Currently, machine learning algorithms in the wild are curated by a few well-trained "data geeks" who are experts at acquiring data, cleaning it, transforming it, and making prediction models. These individuals, however, are not trained in the intricacies of risk analysis and general enterprise governance. Are these newly employed algorithms that are increasingly being used to guide decisions producing the desired effect for the organization?

A Job for Internal Auditwolf
An objective, third-party audit of these algorithms is needed to be sure the brain child of the few is serving the needs of the organizational many. Additionally, it most likely won't be long before legal precedence or regulatory scrutiny come to bear on these complex mathematical models that are increasingly affecting enterprise decision making. Who better to provide assurance of their accuracy than internal and external auditors?
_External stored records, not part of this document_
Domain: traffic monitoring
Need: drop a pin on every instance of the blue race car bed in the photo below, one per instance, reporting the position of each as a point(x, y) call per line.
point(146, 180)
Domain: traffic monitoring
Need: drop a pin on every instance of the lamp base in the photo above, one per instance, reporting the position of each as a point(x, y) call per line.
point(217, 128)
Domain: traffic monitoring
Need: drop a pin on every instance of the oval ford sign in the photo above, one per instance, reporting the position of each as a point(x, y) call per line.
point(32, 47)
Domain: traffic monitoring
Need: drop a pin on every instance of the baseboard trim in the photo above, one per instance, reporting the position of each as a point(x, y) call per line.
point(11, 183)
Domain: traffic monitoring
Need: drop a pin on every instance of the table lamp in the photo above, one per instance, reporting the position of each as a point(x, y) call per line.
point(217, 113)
Auditing machine learning algorithms is tricky, however, and requires extensive knowledge of the data science and machine learning fields, in addition to industry knowledge and organizational risk appetite. How would one go about evaluating the efficacy of an algorithm, even if these skills were readily available? Guestrin and his students produced the Local Interpretable Model-Agnostic Explanation (LIME) framework for evaluating classifiers and regressors, which are two common types of machine learning algorithms.

LIME Aid
LIME provides a framework for humans to evaluate and understand how an algorithm operates at a local level, meaning a number of samples are pulled from the model and mini-explanation models are built around the samples. From the previous example of the wolves vs. huskies, the mini-explanation model would explain why the sample image classified a certain wolf as a husky or husky as a wolf. This is brand new research, since the paper was just released in August 2016 at the KDD conference in San Francisco, and is still evolving. However, this research provides a good starting point for the task of making an ML Audit framework.
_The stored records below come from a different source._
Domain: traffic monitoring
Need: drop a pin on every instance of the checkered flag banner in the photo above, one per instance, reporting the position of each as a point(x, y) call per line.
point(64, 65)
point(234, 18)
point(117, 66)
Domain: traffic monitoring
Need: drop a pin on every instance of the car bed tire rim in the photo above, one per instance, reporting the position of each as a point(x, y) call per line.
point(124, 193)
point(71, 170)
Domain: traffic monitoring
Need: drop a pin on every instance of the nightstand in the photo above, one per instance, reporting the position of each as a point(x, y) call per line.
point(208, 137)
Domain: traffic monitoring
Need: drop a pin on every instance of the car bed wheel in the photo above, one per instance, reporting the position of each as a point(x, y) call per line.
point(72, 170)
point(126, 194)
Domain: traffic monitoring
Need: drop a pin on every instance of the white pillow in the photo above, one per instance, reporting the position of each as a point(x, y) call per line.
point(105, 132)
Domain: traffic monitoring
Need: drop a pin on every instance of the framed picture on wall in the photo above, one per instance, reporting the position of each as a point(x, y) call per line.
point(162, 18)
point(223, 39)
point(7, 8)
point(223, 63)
With machine learning algorithms becoming ever more ingrained within leading organizations, the need for an independent, objective verification of their assumptions and their effect on the enterprise's risk tolerance is needed. Internal and external auditors are in the perfect position to provide this assurance. The technical competence hurdles, however, are hard to overcome for many firms and departments. With the advent of model evaluation frameworks, such as Guestrin and team's LIME project, ML assurance can become a reality.


Andrew T. Clark is IT auditor of Astec Industries. The views expressed here are his own and are not intended to reflect those of any particular organization.